Alexander había terminado de abrocharse la camisa y se volvió de nuevo hacia ella. Levantó un dedo.
—No vuelvas a acercarte a mí —le advirtió con tono severo.
—¿O qué? —dijo ella levantando las cejas.
—Me estás destrozando la vida. —Se puso la chaqueta y se pasó los dedos por el pelo.
—Tengo que reconocer que ahora estás muy atractivo —murmuró Emma. Y era verdad. Tenía el pelo más largo y se le rizaba. Le sentaba bien. La chaqueta realzaba la anchura de los hombros y la rabia le encendía los ojos. Emma empezó a gesticular.
—¿Tu amiga… es buena en la cama? —«Emma Nolan, no sigas», se regañó a sí misma. «Deja que se vaya. Esto no tiene sentido. Solo estás celosa.»
Alexander se sentó en el borde de la cama y se calzó. No respondió. Era comprensible. Pero su silencio la irritó y no pudo contenerse:
—¿Le vas a contar que sedujiste a tu exmujer y que esta hizo que llegaras al orgasmo dos veces?
Alexander agarró el abrigo que había dejado en el sillón y la observó mientras se lo ponía.

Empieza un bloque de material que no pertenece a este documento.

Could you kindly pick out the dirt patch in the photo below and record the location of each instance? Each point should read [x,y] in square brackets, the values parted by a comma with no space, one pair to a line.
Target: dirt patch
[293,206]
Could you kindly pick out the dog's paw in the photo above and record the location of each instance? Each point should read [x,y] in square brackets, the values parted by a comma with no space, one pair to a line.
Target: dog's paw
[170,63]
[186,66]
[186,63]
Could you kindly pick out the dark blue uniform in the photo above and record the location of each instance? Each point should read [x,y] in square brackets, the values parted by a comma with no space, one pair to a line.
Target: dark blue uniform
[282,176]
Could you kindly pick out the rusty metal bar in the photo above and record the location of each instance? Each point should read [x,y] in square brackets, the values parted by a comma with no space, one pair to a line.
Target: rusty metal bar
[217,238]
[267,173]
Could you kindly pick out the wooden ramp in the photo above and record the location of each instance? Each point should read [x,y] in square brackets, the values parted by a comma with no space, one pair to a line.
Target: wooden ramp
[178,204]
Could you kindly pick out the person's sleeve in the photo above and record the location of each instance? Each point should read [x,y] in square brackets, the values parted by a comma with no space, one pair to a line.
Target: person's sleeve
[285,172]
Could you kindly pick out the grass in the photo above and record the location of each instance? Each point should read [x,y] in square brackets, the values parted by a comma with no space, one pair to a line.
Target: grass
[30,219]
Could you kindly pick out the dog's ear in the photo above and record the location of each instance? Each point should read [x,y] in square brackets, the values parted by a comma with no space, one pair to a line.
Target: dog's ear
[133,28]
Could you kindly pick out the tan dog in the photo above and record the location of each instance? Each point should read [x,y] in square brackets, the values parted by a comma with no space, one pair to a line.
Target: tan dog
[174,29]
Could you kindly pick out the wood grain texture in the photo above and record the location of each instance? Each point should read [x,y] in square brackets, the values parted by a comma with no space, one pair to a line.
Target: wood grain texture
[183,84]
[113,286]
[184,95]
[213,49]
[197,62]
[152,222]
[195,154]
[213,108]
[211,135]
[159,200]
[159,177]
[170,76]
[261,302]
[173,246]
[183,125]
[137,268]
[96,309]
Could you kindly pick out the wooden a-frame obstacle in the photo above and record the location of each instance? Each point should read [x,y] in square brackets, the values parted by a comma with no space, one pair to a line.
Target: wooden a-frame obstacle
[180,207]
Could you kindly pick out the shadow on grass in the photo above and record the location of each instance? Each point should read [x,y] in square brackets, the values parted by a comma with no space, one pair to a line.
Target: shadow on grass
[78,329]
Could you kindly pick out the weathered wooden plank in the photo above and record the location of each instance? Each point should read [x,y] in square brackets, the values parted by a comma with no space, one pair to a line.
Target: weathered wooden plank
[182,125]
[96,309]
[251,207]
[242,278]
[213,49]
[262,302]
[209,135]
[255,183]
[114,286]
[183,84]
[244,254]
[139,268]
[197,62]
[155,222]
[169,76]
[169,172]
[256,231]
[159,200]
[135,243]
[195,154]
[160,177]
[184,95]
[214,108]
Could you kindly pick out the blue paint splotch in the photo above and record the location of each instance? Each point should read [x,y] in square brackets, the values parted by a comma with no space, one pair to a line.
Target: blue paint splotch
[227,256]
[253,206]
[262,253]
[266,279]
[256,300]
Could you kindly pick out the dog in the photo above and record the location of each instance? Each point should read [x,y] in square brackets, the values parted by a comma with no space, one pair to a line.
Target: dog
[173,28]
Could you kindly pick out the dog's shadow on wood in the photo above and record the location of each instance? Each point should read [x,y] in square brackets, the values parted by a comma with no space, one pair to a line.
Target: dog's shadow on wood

Sin mediar palabra, volvió a acercarse a la cama y la besó en la boca con fuerza. Justo cuando ella creía que el beso iba a suavizarse y a volverse sensual, él se incorporó y salió del apartamento con paso decidido.
Emma se llevó la mano a los labios temblorosos. ¡Caramba! Era incapaz de acordarse de la última vez que se había acostado con Alexander sin pensar que estaba con Sebastian Lansing.